Là-dessus il donna un coup de poing sur la table et se mit à jurer sans dire aucune parole sensée.
– Le procès perdu, reprit-il bientôt ; notre argent perdu, estropié, la misère ; voilà ! Et comme si ce n’était pas assez, en rentrant ici je trouve un enfant. M’expliqueras-tu pourquoi tu n’as pas fait comme je t’avais dit de faire ?
– Parce que je n’ai pas pu.
– Tu n’as pas pu le porter aux Enfants trouvés ?
– On n’abandonne pas comme ça un enfant qu’on a nourri de son lait et qu’on aime.
– Ce n’était pas ton enfant.
– Enfin je voulais faire ce que tu demandais, mais voilà précisément qu’il est tombé malade.
– Malade ?
– Oui, malade ; ce n’était pas le moment, n’est-ce pas, de le porter à l’hospice pour le tuer ?

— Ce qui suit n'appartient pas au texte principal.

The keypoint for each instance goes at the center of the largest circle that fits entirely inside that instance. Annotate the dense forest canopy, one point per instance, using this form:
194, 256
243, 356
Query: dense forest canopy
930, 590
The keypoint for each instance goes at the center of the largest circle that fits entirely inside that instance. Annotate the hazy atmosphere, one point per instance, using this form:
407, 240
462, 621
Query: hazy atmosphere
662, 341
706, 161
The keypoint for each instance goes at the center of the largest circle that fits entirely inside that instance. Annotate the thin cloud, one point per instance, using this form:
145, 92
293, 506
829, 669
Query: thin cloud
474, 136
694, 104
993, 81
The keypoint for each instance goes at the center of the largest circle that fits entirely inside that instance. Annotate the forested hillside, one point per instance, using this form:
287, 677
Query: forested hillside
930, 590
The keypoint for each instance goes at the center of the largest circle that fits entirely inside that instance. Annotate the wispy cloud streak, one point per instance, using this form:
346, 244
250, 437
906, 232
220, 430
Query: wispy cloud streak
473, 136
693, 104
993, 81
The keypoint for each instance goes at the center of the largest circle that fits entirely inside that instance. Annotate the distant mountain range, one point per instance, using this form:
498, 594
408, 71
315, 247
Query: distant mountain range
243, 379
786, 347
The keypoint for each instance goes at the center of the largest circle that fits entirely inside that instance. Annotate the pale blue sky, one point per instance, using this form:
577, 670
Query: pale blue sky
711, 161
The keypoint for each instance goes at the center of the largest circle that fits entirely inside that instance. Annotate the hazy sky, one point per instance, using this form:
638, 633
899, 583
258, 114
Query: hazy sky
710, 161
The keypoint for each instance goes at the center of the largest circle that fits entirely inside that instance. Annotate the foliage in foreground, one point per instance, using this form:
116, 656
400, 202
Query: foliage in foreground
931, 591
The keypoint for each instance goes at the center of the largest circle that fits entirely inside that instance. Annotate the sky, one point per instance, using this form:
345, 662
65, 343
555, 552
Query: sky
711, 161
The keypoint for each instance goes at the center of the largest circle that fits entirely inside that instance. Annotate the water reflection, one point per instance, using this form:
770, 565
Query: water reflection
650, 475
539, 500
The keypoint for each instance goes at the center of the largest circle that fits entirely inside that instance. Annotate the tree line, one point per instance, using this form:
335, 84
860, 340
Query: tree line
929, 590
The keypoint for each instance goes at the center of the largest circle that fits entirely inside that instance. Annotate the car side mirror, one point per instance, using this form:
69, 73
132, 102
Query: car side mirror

– Et quand il a été guéri ?
– C’est qu’il n’a pas été guéri tout de suite. Après cette maladie en est venue une autre : il toussait, le pauvre petit, à vous fendre le cœur. C’est comme ça que notre petit Nicolas est mort ; il me semblait que si je portais celui-là à la ville, il mourrait aussi.
– Mais après ?
– Le temps avait marché. Puisque j’avais attendu jusque-là je pouvais bien attendre encore.
– Quel âge a-t-il présentement ?
– Huit ans.
– Eh bien ! il ira à huit ans là où il aurait dû aller autrefois, et ça ne lui sera pas plus agréable : voilà ce qu’il y aura gagné.